Это был последний их совместный чай-ужин, последний разговор, последняя фронтовая ночь с черным потолком неба с зазубристыми звездами, которые жестяно-блескуче светились, будто шляпки вколоченных гвоздем. В треугольную прореху шалаша и Лютов, и Донцов, очевидно, одновременно, прежде чем отдаться сну, вместе, и тоже в последний раз, в юго-западном расклине неба видели знакомые отсветы гулких разрывов. То ли так уже близко полыхал фронт, то ли не по октябрьской погоде жарко садилось на ночевку солнце. Садилось оно в той германской стороне, где, может быть, совсем тихо и нет никакой войны. И что-то еще им виделось в аспидной тьме последней ночи. Но это уже осталось тайной, которую один из них унес с собой, а второй просто никому не расскажет…
Утро как утро. Как всякий конец пережитой ночи. Остался жив – и слава богу! Уцелеть – самое великое благо из всех благ солдата.
Донцов проснулся с некоторым испугом – рядом не оказалось Лютова. Сапогами вперед наводчик выполз из шалаша и поискал глазами комбата. Тот сидел на пенышке у постамента, держал на коленях топор и что-то нарезал складничком на топорище. Успокоившись, Донцов стал смотреть вдоль траншей. Солдаты с нелегкого спросонья выбирались из окопов с котелками и мелкими побежками крались к кухне, подъехавшей с утренним варевом. Солдаты густо не скучивались, сторожко пялились глазами в утреннюю пасмурь неба. Далечной стороной, с урывистым гудом, с московской стороны возвращались «юнкерсы». Шли налегке, отбомбившись. Из-за недосягаемости наши зенитки и пулеметы молчали. Донцов, видимо, заспался и не слышал, когда бомбовозы летели еще туда, на бомбежку, и с чего-то винился сам перед собой, словно он проглядел, будучи на часах…
Как и прошлым годом, Денис разжился харчами за счет пехотных стрелков. С варевом по каким-то причинам повара не спроворили, но был кипяток, заправленный брикетами фруктового чая. Досталась также банка консервов на двоих и по доброму сухарю. Донцов мог быть довольным, что теперь он досыта накормит своего командира и подкрепится сам.
– Не торопись шибко-то, бравая артиллерия, – задержал его стрелок у крайнего окопа, что располагался неподалеку от пушки.
– А в чем дело? – не без тревоги спросил Донцов.

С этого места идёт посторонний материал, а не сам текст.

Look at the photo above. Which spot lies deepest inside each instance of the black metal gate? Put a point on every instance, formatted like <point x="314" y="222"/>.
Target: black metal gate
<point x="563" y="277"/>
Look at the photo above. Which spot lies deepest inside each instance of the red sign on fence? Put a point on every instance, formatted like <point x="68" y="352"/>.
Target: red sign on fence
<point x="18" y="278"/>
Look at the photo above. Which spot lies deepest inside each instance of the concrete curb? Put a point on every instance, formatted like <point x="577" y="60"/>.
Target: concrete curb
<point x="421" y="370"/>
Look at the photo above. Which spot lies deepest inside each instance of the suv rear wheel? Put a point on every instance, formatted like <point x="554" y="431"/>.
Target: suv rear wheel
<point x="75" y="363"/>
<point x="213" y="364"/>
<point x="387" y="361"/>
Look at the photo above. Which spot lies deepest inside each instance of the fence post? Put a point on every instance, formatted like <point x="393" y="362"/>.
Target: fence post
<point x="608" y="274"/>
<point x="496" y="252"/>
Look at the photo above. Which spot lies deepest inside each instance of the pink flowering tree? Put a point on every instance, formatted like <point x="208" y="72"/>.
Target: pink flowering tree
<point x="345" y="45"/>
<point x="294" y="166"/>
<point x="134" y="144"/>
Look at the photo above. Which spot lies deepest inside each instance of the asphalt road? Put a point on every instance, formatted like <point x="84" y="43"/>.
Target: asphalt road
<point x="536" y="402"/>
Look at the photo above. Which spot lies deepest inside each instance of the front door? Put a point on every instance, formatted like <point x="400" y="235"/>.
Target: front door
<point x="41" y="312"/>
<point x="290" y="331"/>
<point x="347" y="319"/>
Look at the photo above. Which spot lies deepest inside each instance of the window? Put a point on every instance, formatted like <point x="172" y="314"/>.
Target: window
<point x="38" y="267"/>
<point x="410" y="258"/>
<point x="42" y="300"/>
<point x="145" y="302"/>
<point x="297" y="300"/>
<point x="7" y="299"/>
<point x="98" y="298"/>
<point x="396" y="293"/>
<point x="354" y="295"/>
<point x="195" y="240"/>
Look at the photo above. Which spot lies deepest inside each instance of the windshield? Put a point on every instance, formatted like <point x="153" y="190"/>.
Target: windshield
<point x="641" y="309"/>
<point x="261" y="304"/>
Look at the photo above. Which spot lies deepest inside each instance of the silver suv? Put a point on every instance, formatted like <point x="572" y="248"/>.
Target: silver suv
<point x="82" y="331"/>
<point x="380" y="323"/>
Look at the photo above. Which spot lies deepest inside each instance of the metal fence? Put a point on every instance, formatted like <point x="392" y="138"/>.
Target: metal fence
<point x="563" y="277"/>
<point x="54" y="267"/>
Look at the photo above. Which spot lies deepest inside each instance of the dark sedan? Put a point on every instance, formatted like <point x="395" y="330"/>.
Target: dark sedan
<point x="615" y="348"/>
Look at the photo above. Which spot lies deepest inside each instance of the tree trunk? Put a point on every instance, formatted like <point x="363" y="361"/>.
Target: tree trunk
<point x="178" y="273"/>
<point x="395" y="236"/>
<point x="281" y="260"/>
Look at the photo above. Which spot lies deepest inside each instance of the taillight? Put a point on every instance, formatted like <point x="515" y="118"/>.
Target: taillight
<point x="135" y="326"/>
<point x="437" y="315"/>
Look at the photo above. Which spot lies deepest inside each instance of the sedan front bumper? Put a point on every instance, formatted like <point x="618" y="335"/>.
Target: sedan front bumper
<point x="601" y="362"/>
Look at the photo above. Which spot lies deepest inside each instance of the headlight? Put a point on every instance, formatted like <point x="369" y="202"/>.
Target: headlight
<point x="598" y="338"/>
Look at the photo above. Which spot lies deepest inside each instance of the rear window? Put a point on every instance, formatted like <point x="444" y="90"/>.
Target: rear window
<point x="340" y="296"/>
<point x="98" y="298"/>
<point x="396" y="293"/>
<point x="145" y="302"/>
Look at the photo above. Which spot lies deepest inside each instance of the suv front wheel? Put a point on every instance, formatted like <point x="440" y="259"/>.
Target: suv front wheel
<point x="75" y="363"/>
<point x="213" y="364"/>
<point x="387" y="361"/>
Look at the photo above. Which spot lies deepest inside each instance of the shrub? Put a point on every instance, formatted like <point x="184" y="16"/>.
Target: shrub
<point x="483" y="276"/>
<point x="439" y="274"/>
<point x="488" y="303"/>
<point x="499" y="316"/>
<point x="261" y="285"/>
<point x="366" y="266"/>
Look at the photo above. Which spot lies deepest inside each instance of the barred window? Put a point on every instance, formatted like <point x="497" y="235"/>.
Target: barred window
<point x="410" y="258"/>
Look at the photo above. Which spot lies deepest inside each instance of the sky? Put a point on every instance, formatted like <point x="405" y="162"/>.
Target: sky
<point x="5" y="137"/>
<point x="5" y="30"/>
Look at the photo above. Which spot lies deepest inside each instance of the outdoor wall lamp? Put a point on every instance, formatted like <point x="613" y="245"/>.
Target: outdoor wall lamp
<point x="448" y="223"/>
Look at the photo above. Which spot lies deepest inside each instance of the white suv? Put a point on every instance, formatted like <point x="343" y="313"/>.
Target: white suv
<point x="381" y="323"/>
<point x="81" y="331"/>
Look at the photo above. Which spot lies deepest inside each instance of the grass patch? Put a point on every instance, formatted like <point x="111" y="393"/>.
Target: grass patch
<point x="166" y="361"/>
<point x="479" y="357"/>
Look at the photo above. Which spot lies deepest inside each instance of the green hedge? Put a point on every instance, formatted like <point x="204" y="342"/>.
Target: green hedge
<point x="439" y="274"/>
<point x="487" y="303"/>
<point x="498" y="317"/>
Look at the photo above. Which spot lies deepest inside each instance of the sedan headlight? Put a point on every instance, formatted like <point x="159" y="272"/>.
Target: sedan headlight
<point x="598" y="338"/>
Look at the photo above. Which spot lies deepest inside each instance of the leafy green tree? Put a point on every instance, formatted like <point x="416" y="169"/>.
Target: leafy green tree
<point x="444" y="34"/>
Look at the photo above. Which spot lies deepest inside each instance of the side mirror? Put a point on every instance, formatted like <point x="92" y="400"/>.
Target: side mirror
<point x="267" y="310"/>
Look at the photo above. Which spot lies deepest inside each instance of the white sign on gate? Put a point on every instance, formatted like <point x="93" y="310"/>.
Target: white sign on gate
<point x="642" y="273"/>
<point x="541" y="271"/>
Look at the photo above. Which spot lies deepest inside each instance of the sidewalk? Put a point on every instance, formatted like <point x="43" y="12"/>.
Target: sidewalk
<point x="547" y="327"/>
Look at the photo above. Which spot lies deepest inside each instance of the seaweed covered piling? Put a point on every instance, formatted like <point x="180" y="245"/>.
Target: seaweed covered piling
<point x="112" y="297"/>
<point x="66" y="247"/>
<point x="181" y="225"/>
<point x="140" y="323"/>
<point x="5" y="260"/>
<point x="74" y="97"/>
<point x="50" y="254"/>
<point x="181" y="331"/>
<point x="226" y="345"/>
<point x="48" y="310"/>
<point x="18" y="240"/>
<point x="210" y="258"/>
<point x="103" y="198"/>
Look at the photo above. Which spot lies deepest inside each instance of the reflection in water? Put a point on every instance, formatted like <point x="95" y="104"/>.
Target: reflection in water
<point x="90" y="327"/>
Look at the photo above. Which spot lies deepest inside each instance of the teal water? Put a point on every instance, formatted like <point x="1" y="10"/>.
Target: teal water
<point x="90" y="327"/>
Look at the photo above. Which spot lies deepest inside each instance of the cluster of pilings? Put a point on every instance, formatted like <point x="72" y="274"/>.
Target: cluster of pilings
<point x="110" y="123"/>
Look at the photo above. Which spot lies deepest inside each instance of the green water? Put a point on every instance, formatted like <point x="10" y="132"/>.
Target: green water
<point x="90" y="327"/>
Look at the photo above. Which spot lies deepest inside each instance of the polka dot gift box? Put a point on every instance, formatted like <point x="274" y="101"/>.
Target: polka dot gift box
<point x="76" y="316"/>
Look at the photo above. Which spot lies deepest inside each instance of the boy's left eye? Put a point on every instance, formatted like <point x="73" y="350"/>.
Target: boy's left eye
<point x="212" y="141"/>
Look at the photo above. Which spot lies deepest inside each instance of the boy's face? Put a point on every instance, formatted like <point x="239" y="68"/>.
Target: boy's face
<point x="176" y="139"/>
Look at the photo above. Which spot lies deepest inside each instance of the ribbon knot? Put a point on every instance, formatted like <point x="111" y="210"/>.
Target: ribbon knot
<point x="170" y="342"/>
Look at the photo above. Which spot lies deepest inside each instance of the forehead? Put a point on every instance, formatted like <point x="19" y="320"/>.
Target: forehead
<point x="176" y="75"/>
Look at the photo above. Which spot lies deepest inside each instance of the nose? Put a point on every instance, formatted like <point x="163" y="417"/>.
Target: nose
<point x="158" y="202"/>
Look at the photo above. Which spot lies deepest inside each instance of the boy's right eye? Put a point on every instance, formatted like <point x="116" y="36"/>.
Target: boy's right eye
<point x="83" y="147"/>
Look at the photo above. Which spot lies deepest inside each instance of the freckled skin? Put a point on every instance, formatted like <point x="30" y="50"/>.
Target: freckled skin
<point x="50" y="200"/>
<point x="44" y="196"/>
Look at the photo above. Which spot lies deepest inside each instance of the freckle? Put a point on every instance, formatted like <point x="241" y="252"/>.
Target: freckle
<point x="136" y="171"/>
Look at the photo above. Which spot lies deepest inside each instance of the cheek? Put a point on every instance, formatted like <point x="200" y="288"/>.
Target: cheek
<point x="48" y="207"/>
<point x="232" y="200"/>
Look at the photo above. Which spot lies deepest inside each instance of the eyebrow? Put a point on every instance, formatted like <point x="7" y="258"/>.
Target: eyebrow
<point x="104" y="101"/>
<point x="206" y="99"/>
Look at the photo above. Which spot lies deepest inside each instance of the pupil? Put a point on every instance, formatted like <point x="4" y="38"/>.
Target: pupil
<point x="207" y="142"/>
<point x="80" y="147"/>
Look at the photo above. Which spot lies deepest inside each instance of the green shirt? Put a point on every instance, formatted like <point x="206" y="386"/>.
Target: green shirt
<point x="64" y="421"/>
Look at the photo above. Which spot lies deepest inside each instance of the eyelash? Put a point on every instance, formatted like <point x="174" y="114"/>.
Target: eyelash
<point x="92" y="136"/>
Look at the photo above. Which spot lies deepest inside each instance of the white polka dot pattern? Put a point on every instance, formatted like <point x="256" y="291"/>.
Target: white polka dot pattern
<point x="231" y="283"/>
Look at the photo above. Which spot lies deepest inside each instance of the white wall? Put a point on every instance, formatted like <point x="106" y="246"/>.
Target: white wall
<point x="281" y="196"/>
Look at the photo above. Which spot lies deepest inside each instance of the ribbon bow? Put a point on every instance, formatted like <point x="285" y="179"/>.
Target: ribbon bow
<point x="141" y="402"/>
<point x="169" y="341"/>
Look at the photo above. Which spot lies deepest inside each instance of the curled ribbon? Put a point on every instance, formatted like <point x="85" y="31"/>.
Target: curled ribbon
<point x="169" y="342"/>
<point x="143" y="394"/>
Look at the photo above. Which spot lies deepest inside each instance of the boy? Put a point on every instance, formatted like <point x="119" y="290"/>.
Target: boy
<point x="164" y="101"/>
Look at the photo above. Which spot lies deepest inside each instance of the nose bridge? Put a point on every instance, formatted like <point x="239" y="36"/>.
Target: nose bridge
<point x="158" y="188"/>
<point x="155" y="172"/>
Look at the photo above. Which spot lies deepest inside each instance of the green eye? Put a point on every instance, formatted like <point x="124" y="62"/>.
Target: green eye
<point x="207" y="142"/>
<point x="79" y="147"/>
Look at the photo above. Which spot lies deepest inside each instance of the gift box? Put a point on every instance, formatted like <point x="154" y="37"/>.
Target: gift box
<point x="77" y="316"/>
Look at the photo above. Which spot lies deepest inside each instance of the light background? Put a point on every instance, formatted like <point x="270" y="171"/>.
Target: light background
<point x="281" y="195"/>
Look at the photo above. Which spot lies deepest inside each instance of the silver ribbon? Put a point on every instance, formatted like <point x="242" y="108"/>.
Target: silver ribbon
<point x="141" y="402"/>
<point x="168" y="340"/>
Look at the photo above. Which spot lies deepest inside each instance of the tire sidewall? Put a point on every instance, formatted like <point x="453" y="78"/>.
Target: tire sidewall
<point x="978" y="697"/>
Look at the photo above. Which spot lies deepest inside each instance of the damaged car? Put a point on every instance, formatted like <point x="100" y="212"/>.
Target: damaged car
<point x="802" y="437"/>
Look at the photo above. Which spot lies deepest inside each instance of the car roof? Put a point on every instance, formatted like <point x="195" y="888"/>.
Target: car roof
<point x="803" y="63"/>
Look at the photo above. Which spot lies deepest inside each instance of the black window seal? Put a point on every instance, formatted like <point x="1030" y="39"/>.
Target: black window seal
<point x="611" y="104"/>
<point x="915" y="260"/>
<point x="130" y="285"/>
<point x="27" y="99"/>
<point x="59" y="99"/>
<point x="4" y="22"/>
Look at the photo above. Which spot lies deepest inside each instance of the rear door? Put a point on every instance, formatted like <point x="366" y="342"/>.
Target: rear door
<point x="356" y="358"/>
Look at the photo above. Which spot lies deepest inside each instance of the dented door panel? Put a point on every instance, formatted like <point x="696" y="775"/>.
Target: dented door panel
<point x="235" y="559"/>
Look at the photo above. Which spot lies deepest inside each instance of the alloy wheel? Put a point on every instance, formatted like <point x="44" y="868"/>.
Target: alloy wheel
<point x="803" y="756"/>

– Чикнулся твой лейтенант! – снимая каску, ответил боец. – Вон там, за сиреневым кустом, выбрал место…
Больше нечего было сказать солдату, и он, нахлобучив каску, спустился в свой окоп. Донцов, неторопясь, подошел к шалашу, поставил на край дощатого лежака котелок с кипятком, выложил банку консервов и сухари, и только теперь его взяла оторопь – ему никак не хотелось идти за куст и видеть мертвого комбата. Донцов видел всякие смерти. И эта – не из новых. И поразить бывалого солдата она могла лишь тем, что ее не должно было быть. В такое время? В такой ситуации? И с таким человеком?… Денис не помнит из своих командиров и политработников, кто бы так, как этот очкарик Лютов, заботился о жизни солдат. Помнилось ему поведение бывшего политрука в боях. «Ничего не жалейте, ребята. Берегите одно – жизнь!» – наставительно, с приторной назойливостью твердил он даже в горячке боя. Да, жизнь ни замены, ни запаса, ни двойника не имеет. Она не боеприпасы – из резерва не подвезешь… Жизнь у солдата всегда одна! И – на тебе: так нелепо расстаться с ней, не востребовав даже самой малой цены… А может, и прав политрук? Раз – и амба! Ведь помирать каждый день – тоже не малая мука на войне.
Донцов, потоптавшись у шалаша в раздумьях, подошел к постаменту. На бетонном уступе лежал топор. Он взял его в руки и прочел вырезанные ножом на топорище слова: «Прости, Россия-мать, не устояли… Политрук Лютов. 22.10.41 г.» От сторонних глаз наводчик упрятал топор под кучу досок. Потом он пошел за сиреневый куст глянуть на комбата. Тот лежал в позе крепко уснувшего с устатку солдата. Только очки были сдвинуты на левый висок, да веки насунуты на глаза плотно и мягко, будто Лютов закрыл их сам себе. Багрово-сизая ранка, величиной с алтынную монету на правом виске, уже не кровоточила и совсем не портила спокойного лица лейтенанта. Каска, бинокль и полевая командирская сумка лежали рядом в должном опряте, ничем не выдавая предсмертную суету или страх их владельца.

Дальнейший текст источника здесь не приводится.